Mostly we had walked in silence, enjoying a communion that needed few words. Now as we started up the gentle rise, I remembered a warm May night back when this field was planted in corn. He and I and Mother and the little twins had been out walking in the moonlight, much like this. It had rained all night the night before, a long, much-needed soaking rain, and the sun had shone all afternoon. As we stood at the edge of the field, Daddy suddenly hushed us. "Listen," he'd said.

Crickets and cicadas stridulated all around us and a soft breeze rustled the green plants, but that wasn't what he meant. We strained our ears and there beneath the crickets came faint creaks like the opening and closing of a thousand tiny rusty hinges.

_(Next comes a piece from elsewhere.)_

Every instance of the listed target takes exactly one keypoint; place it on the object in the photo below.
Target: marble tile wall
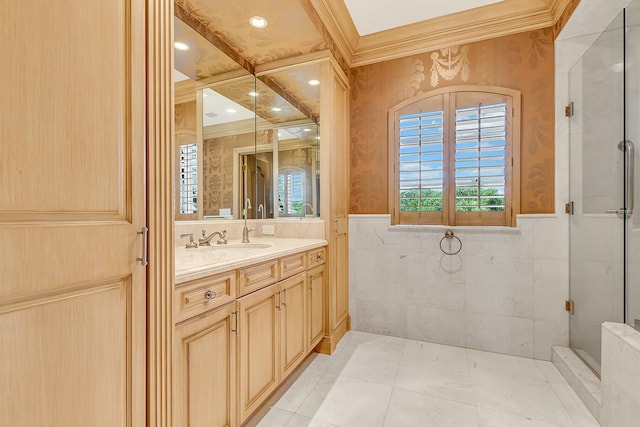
(504, 292)
(620, 375)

"What is it?" we whispered.

"Corn's growing," Daddy said. "Hear it? Drinking up water with its roots and stretching up its stalks. It'll be six inches taller tomorrow."

"Do you remember a night?" I asked him now

"What night was that, shug?"

"The night we heard the corn growing?"

He smiled but kept walking. "That was a purty sound, won't it?"

Down the slope from the house, on the same side as the porch swing, lay our family graveyard; and I suddenly realized this had been his destination all along.

Under a blazing sun, the bouquet of all the old roses planted here would have met us downwind. The cool moon silvered the heavy old-fashioned blossoms. It washed away their delicate pinks and flaming yellows, and it paled their heady aroma into a ghostly fragrance.

Inside the low stone wall, we passed the black marble obelisk he'd erected to his father's memory, the act of a boy's defiant pride after revenuers shot out the tires of the older man's truck and left a young family fatherless. The inscription was in deep shadow, but I knew it by heart:

ROBERT ANDREW KNOTT

1879 - 1923

WELL DONE, THOU GOOD AND FAITHFUL SERVANT

Ten feet away was a white marble stone washed in moonlight. Its block letters were so deeply carved that they were as easy to read against the smooth surface as newsprint on a page.

ANNIE RUTH KNOTT

1915 - 1944

HER SONS WILL REMEMBER AND BLESS HER NAME

Growing up, I hadn't given those dates a second thought. Yet here I stood—now past my thirtieth birthday, but still young, still in a state of becoming—and I experienced an almost visceral shock as I realized for the very first time what it meant that she had ended while only in her twenties.

Daddy's words seemed to come from far away. "They say Herman may be in a wheelchair the rest of his life."

I slipped my hand in his. Less for his comfort than for mine.

"I been thinking on his mama all day. She named him after her daddy. You know that?"

"Yes, sir."

"She didn't have much of a life. Nothing but hard work and babies."

"And you," I said loyally.

"Won't much of a prize." He reached out with gnarled fingers and lightly touched the letters of her name. "She was such a little thing. Not much more than a baby when she come to me. Not as old as Annie Sue is right now when she lost our first son."